PERDICAN : Sais-tu ce que c'est que des nonnes, malheureuse fille ? Elles qui te représentent l'amour des hommes comme un mensonge, savent-elles qu'il y a pis encore, le mensonge de l'amour divin ? Savent-elles que c'est un crime qu'elles font, de venir chuchoter à une vierge des paroles de femme ? Ah ! Comme elles t'ont fait la leçon ! Comme j'avais prévu tout cela quand tu t'es arrêtée devant le portrait de notre vieille tante ! Tu voulais partir sans me serrer la main ; tu ne voulais revoir ni ce bois, ni cette pauvre petite fontaine qui nous regarde tout en larmes ; tu reniais les jours de ton enfance, et le masque de plâtre que les nonnes t'ont placé sur les joues me refusait un baiser de frère ; mais ton cœur a battu ; il a oublié sa leçon, lui qui ne sait pas lire, et tu es revenue t'asseoir sur l'herbe où nous voilà. Eh bien ! Camille, ces femmes ont bien parlé ; elles t'ont mise dans le vrai chemin ; il pourra m'en coûter le bonheur de ma vie ; mais dis-leur cela de ma part : le ciel n'est pas pour elles.
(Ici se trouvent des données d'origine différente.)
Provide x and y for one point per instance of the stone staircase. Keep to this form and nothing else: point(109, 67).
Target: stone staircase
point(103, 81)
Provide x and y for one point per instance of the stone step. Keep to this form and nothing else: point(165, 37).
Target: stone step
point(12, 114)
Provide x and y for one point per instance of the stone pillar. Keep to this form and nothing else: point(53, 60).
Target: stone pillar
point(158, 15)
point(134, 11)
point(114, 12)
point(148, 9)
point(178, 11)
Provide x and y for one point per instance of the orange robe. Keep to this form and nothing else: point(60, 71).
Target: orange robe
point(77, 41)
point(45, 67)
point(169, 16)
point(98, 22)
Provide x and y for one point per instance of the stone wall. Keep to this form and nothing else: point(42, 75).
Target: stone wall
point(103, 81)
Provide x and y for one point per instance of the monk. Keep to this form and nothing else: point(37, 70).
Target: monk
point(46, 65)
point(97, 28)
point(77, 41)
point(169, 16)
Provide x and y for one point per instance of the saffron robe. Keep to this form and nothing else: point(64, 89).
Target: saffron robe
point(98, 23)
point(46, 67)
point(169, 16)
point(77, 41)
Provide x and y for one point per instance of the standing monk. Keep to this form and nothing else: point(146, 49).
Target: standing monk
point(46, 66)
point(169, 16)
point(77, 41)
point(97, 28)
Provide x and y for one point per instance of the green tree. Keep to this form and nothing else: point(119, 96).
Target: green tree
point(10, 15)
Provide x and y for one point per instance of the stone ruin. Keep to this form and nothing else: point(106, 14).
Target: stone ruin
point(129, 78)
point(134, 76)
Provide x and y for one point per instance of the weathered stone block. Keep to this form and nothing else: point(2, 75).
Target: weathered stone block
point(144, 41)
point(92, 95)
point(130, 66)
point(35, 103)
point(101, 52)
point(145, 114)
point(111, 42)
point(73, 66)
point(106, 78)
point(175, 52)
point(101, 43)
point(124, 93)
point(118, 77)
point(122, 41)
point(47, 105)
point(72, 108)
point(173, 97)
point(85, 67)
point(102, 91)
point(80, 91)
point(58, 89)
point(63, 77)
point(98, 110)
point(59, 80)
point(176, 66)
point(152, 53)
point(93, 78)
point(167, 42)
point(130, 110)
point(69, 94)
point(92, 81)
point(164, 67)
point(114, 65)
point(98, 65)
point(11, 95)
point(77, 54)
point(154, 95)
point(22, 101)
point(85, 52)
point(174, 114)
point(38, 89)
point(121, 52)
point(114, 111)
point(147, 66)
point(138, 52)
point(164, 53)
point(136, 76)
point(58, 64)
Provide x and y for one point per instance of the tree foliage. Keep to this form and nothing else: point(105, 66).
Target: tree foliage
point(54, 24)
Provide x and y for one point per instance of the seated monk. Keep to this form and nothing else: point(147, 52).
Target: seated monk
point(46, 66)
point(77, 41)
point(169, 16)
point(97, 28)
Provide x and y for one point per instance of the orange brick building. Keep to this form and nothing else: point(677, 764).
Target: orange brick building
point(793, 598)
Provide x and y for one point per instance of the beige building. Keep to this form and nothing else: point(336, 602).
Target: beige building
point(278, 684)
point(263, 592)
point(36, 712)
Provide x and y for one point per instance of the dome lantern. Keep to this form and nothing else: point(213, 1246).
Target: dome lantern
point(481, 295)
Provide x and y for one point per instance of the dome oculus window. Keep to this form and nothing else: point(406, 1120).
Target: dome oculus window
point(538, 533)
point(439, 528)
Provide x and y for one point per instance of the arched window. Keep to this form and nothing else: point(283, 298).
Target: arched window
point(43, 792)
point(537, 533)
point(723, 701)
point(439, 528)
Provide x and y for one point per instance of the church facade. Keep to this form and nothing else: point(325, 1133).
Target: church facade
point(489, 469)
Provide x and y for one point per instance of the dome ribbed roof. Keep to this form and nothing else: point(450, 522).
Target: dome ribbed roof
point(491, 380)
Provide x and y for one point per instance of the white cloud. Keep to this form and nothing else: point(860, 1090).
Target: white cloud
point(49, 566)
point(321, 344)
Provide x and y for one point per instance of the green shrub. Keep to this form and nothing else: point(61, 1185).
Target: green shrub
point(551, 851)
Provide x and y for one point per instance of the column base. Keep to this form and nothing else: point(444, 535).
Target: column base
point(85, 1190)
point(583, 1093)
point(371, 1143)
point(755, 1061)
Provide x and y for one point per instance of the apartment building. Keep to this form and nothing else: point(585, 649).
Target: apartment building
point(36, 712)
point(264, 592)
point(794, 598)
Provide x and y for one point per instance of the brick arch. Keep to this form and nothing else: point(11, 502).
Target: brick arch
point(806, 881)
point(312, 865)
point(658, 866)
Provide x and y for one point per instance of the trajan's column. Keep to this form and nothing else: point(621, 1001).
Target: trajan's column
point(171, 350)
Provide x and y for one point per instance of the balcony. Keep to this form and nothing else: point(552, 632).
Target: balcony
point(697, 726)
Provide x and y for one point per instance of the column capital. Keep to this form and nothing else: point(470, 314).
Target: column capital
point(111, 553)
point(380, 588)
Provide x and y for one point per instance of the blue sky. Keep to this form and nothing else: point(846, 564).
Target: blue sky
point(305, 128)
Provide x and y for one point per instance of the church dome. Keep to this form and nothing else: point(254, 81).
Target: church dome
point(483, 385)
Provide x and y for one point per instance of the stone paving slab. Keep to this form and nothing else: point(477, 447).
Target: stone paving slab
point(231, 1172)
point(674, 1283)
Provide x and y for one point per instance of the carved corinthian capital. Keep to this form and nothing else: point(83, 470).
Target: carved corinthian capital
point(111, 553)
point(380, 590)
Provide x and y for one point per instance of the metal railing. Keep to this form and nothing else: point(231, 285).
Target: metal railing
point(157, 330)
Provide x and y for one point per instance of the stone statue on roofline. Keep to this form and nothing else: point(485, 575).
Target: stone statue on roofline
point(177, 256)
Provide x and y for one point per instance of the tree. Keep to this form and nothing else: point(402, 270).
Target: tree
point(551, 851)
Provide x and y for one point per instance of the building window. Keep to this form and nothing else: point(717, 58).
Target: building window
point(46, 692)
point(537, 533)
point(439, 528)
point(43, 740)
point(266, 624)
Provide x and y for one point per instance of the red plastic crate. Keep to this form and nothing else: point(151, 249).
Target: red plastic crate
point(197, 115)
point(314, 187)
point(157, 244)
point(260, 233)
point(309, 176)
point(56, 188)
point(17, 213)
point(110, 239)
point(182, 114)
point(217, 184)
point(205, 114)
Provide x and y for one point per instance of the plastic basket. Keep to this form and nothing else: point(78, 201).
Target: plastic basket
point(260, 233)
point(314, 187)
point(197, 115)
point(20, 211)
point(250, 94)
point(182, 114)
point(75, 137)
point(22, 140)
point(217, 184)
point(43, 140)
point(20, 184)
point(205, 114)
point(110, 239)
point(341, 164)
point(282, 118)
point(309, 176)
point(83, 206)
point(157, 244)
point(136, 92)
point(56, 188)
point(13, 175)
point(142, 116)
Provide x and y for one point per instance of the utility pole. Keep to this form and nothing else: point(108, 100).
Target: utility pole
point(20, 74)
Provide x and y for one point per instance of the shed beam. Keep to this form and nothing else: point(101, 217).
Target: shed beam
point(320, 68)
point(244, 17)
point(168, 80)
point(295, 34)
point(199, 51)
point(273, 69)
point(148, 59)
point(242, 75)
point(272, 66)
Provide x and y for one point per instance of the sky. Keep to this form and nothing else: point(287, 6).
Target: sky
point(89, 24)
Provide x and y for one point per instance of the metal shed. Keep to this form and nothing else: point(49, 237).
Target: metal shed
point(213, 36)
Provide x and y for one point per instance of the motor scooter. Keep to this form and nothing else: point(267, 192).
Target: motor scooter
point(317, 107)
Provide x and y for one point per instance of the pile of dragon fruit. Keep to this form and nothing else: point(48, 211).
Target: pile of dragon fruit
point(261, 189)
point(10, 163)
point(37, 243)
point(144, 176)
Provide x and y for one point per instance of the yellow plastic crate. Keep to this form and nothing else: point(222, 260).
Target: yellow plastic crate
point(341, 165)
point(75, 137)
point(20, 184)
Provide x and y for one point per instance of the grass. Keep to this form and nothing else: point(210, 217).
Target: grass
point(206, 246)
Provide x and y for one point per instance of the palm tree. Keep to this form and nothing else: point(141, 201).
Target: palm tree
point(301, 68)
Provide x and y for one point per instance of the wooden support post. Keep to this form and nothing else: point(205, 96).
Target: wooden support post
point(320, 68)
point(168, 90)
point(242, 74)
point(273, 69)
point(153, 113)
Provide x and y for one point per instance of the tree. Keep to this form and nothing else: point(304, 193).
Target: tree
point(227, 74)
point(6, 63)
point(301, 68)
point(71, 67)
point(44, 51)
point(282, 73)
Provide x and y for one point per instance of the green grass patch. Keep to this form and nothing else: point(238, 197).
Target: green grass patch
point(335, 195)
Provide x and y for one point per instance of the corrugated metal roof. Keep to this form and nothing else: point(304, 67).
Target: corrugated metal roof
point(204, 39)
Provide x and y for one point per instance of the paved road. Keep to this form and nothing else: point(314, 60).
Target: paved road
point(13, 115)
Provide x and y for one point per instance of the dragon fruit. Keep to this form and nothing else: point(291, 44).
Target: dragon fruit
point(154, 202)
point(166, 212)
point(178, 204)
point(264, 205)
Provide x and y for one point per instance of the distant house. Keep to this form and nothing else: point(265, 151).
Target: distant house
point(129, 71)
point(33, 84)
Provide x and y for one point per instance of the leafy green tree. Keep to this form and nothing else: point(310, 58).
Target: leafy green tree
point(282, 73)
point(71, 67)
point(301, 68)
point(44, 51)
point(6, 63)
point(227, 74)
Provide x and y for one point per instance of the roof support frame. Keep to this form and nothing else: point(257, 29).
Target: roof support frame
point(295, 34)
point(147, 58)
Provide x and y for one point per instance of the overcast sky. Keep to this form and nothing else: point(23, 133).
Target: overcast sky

CAMILLE : Ni pour moi, n'est-ce pas ?
PERDICAN : Adieu, Camille, retourne à ton couvent, et lorsqu'on te fera de ces récits hideux qui t'ont empoisonnée, réponds ce que je vais te dire : Tous les hommes sont menteurs, inconstants, faux, bavards, hypocrites, orgueilleux ou lâches, méprisables et sensuels ; toutes les femmes sont perfides, artificieuses, vaniteuses, curieuses et dépravées ; le monde n'est qu'un égout sans fond où les phoques les plus informes rampent et se tordent sur des montagnes de fange ; mais il y a au monde une chose sainte et sublime, c'est l'union de deux de ces êtres si imparfaits et si affreux. On est souvent trompé en amour, souvent blessé et souvent malheureux ; mais on aime, et quand on est sur le bord de sa tombe, on se retourne pour regarder en arrière, et on se dit : j'ai souffert souvent, je me suis trompé quelquefois, mais j'ai aimé. C'est moi qui ai vécu, et non pas un être factice créé par mon orgueil et mon ennui.